O município de Serra do Navio (AP), historicamente ligado à mineração e hoje com cerca de 4,6 mil habitantes, começa 2026 com promessas de “novos caminhos” para o desenvolvimento local. Em postagens nas redes sociais, o deputado federal Acácio Favacho e a prefeita Paulinha Santos afirmaram que “vêm coisas boas” para a cidade, prometendo, após o Carnaval, apresentar um projeto que, segundo eles, pode ser decisivo para a reconstrução econômica do município. Eles destacaram que o futuro da cidade está sendo desenhado com foco em desenvolvimento e oportunidades.
Criado oficialmente em 1992, Serra do Navio foi planejada a partir da descoberta de depósitos de manganês na década de 1940, que transformaram a região num dos grandes polos de extração mineral do Brasil durante décadas e motivaram a construção de uma cidade modelo para abrigar trabalhadores e suas famílias. A indústria mineradora foi a base econômica durante grande parte do século XX, gerando empregos e infraestrutura urbana. Contudo, o declínio da exploração mineral na área provocou queda populacional e deixou lacunas no dinamismo econômico local.
A estrutura urbana original, com traços do planejamento norte-americano da época da mineração, foi tombada pelo Instituto do Patrimônio Histórico e Artístico Nacional (IPHAN) em 2012, como Patrimônio Histórico Nacional, reforçando o valor cultural da vila mineradora e abrindo possibilidades para fortalecer o turismo histórico e cultural na região.
Atualmente, a economia de Serra do Navio inclui não apenas atividades agrícolas como produção de mandioca, arroz, milho e cupuaçu, mas também o comércio local e serviços públicos, que compõem parte significativa da movimentação econômica da cidade. A tendência é que novas estratégias econômicas busquem diversificar ainda mais essas atividades, reduzindo a dependência de setores tradicionais.

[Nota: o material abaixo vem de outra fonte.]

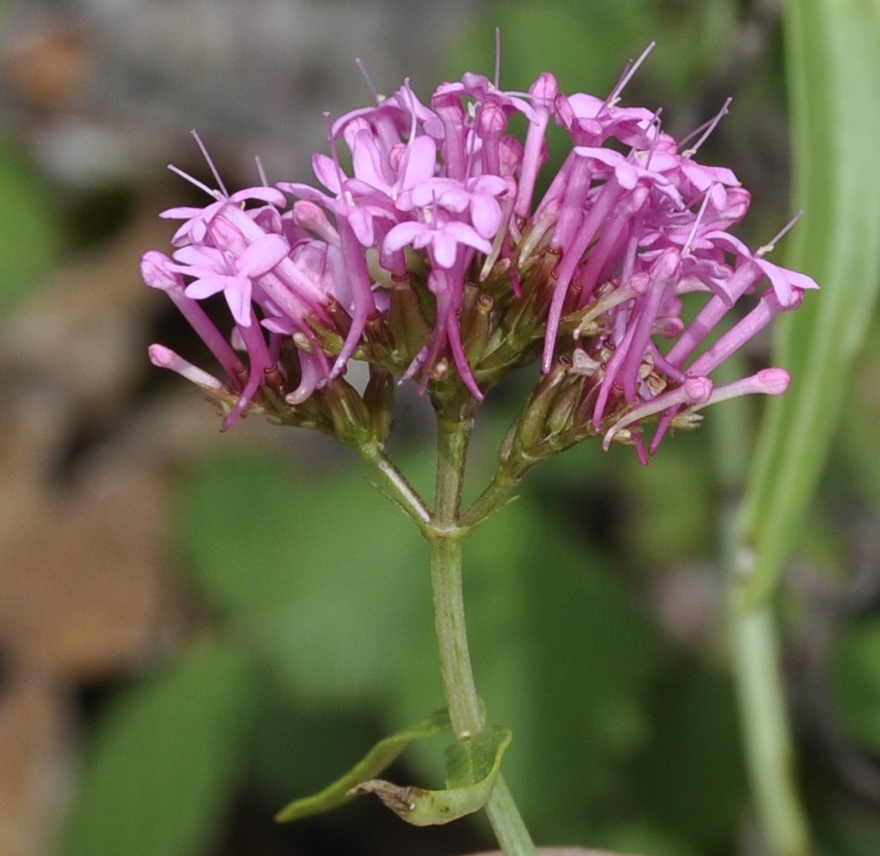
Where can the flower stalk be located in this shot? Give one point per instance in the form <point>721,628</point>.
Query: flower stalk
<point>446,537</point>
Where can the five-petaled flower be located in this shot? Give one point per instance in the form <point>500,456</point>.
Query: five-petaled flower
<point>434,260</point>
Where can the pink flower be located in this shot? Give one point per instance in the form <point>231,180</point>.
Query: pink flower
<point>435,259</point>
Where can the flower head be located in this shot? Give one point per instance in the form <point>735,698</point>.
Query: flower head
<point>437,260</point>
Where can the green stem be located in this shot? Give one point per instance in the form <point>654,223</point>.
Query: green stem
<point>766,732</point>
<point>767,739</point>
<point>395,484</point>
<point>465,712</point>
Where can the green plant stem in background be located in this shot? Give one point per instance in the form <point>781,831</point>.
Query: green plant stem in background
<point>766,732</point>
<point>465,712</point>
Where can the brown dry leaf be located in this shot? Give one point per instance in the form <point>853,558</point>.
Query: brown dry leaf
<point>34,762</point>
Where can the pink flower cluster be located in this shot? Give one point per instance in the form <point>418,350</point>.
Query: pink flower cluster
<point>436,257</point>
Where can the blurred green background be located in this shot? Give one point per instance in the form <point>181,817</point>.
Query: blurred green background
<point>300,627</point>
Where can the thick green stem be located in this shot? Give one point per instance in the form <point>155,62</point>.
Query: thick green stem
<point>766,732</point>
<point>465,712</point>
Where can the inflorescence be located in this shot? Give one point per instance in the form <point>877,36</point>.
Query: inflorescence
<point>437,259</point>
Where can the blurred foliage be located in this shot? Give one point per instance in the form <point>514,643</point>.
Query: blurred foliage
<point>320,612</point>
<point>30,224</point>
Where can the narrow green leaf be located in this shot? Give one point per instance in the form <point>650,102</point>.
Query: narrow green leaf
<point>373,763</point>
<point>165,762</point>
<point>833,54</point>
<point>480,757</point>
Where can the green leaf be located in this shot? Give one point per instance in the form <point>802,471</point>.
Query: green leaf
<point>372,764</point>
<point>833,54</point>
<point>321,577</point>
<point>29,225</point>
<point>165,761</point>
<point>473,766</point>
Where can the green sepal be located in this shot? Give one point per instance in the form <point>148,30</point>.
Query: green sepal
<point>372,764</point>
<point>472,767</point>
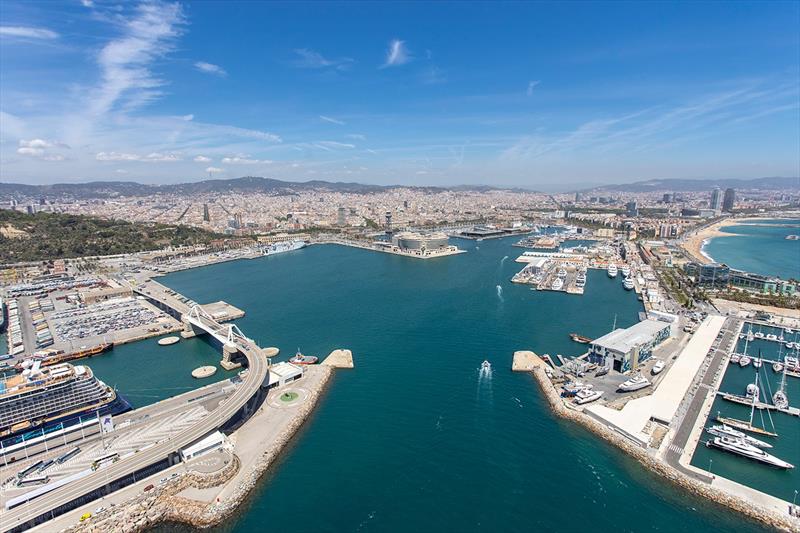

O anúncio feito pelo deputado e pela prefeita não detalha ainda o conteúdo do projeto futuro, mas a expectativa é que ele abarque iniciativas que estimulem geração de empregos, atração de investimentos e, possivelmente, o fortalecimento do turismo ligado à história mineradora e à paisagem natural da região. A população local acompanha com interesse as promessas de “tempo de retomada”, em um contexto em que cidades interioranas buscam alternativas sustentáveis para promover desenvolvimento e fixação de jovens e famílias na região.